Solo tra qualche settimana, insomma, tornerà a confrontarsi sulle risorse nuove (ventuno miliardi, nell’ultima ipotesi) e sulle riallocazioni delle poste esistenti nella speranza di sbloccare lo stallo su una decisione che richiede l’unanimità. Ma arrivando preparati con un paracadute, cioè un piano B – su cui sono già all’opera i tecnici della Commissione – per assicurare l’adozione della revisione del quadro finanziario ed eventualmente lo scorporo e l’inclusione in uno strumento ad hoc extra-bilancio, a cui parteciperebbero i ventisei Stati Ue meno l’Ungheria, di assistenza economica all’Ucraina. I famosi cinquanta miliardi (diciassette di sussidi, trentatré di prestiti) spalmati su quattro anni, cioè, su cui il premier di Budapest Viktor Orbán ha rivendicato, nella notte tra giovedì e venerdì, il veto.
L’operazione concordata in anticipo e messa a segno il giorno prima, con la “chaise vide” di Orbán che aveva consentito di dare l’ok all’apertura dei negoziati di adesione con Ucraina e Moldavia, non è stata replicata per il dossier bilancio. Il vertice si è avvitato su sé stesso e ha regalato agli osservatori un colpo di scena; uno di quelli che solo un personaggio imprevedibile come Orbán può mettere a segno.
L’autocrate (in miniatura) ungherese non è un attore politico irrazionale; anzi, da veterano del Consiglio europeo insieme a un’altra vecchia volpe quale l’olandese Mark Rutte, è un fine calcolatore con un’agenda precisa: il proprio tornaconto personale.
L’esito del summit dei leader Ue è, infatti, specularmente opposto alle attese della vigilia: passa l’allargamento dato per spacciato, si incastrano i fondi (per Kyjiv in prima battuta, ma pure per i partenariati sulla gestione dei migranti cari al governo italiano e sui nuovi margini di sostegni alle imprese) su cui sembrava esserci un barlume di sintonia. Orbán ha ceduto sui simboli e sui valori, ma tenuto il punto sulla cosa a cui tiene di più: fondi per tutti oppure per nessuno. Se di finanziamenti bisogna parlare, occorre non lasciare fuori dal confronto neppure un centesimo. Compresi quelli – e sono ancora tanti – che ancora richiede l’Ungheria e che rimangono nel congelatore: dopo lo sblocco, con un tempismo sfacciato, di 10,2 miliardi della coesione (che fanno seguito a novecento milioni di prefinanziamenti del capitolo RePowerEU), ne rimangono almeno un’altra ventina ancora in sospeso, tra Pnrr e fondi strutturali. Senza passi avanti sullo stato di diritto e sulle libertà civili, rimarranno al palo.
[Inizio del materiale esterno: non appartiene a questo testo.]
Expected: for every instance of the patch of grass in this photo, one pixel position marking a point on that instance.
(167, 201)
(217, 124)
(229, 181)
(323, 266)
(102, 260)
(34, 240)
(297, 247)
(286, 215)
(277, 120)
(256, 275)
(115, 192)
Ecco la strategia per guadagnare tempo e arrivare a inizio 2024 con l’obiettivo di far scucire a Bruxelles delle nuove risorse, nella speranza di comprare la compiacenza di Orbán. Se da parte di esecutivo europeo e leader «ci sarà apertura a risolvere la questione ungherese, allora il prossimo Consiglio europeo non sarà un fallimento», ha vaticinato parlando con i giornalisti a margine del vertice l’altro Orbán, Balázs (non sono imparentati), ascoltato consigliere politico del premier magiaro. Dopotutto, fa filtrare una fonte diplomatica anonima, con lo stop alle erogazioni europee, «l’Ungheria è diventata un contributore netto al bilancio Ue»; una posizione che, nel calcolo netto di entrate e uscite per il bilancio comunitario finisce per collocare Budapest sulla stessa colonna di Berlino e L’Aja. Ma c’è di più del mero mercanteggiamento; Orbán punta all’anima politica dell’Unione, ripetendo una strategia di blocco già attuata quasi un decennio fa ai tempi della cosiddetta crisi dei migranti. Il momento politico può dare il gancio per un colpo basso.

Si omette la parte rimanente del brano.